The thing about the ebook is that it empowers the reader, right? It may one day enable mash ups and guerilla edits, it already allows readers to reach out to one another via networked comments. It will blur the boundaries between writer and reader.
But there's another way of looking at this. Large software and hardware companies have long been unhappy with the control users have over their computers. In the nineties a computer user saw a computer as a space she owned and onto which she chose to install software. One consequence of the new always-online cloud-oriented market (as spearheaded by the rise of tablets and smart phones) is that corporations exert ever more control over your desktop or palmtop environment. It's still possible to install software on your iPhone that doesn't originate from the App Store, but Apple make it very hard. What was a right is now a near-crime. Windows CEO Steve Ballmer compared open source software to cancer over a decade ago. Partly this was a reference to the nature of some open source licences, but there's a strong element of distaste there for a movement which militantly places users in control of both their software and hardware.

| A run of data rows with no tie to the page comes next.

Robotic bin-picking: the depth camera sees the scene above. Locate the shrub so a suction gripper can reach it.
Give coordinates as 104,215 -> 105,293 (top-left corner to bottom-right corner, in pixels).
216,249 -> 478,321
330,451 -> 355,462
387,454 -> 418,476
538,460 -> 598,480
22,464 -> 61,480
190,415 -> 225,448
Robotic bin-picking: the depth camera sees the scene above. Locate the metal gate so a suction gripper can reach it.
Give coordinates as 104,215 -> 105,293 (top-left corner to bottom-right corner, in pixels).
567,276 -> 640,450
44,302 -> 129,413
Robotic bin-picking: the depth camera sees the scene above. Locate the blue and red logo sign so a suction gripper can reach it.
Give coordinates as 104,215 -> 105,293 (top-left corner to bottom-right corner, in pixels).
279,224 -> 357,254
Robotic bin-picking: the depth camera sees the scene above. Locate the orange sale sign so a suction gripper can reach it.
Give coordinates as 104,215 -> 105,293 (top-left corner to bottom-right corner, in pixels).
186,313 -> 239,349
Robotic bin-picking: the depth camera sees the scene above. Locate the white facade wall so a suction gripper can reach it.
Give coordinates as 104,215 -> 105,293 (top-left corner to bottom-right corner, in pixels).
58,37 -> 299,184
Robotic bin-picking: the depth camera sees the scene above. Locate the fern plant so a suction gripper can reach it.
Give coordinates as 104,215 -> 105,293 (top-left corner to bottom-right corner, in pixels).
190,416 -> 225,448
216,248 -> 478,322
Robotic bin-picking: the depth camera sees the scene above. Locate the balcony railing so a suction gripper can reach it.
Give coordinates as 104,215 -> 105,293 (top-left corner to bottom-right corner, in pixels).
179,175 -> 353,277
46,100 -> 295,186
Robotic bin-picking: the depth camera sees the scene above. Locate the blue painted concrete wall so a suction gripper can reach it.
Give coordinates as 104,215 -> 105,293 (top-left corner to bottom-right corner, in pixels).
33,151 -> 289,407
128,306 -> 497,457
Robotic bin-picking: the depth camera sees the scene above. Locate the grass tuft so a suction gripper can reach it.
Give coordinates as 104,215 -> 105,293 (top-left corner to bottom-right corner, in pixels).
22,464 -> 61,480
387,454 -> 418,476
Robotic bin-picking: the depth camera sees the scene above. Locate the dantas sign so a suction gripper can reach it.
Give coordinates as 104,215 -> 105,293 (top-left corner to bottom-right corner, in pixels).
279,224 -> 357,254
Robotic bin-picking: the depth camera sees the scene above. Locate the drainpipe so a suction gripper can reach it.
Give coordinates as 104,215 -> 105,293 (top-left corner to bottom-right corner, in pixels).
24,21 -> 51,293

At present, ebooks are pretty standalone things. They are documents. And, DRM notwithstanding, it is possible to make physical copies of any books you purchase. Possible, but not necessarily legal. In fact it looks as if buying an ebook is actually more like a lease arrangement. I can't lend you an ebook, I can't leave my book collection to my children, and if Amazon take against me they can recall my Kindle library at will. Even if one might theoretically route around this in the short term, the dynamic elements of texts will probably become more important in future. Or book distributors might take a leaf from the games industry and require some kind of network key for book access. Increasingly the soul of a book may move away from the downloaded document and inhere in the gateway. This would centralise power even further in the hands of the distributor (that's people like Apple, Amazon, Microsoft, and Google and not the publishers, though these distinctions may change over time).
Microsoft have been interested in the ebook market forever. I was working at a magazine in the nineties when they pitched a plan at boardroom level. They claimed people would be downloading books at 7/11 stores Real Soon Now (they were still in pretty heavy internet denial at the time), and Microsoft would own the distribution system. If the rumours are correct, Microsoft are now positioning themselves to remove the Nook reader from the market and leverage its digital content.
So perhaps we're seeing companies taking rival devices out of circulation and consolidating digital marketplaces. At the same time the consumer's dependence upon distributors for continuing access to books continues to grow. I wonder who benefits.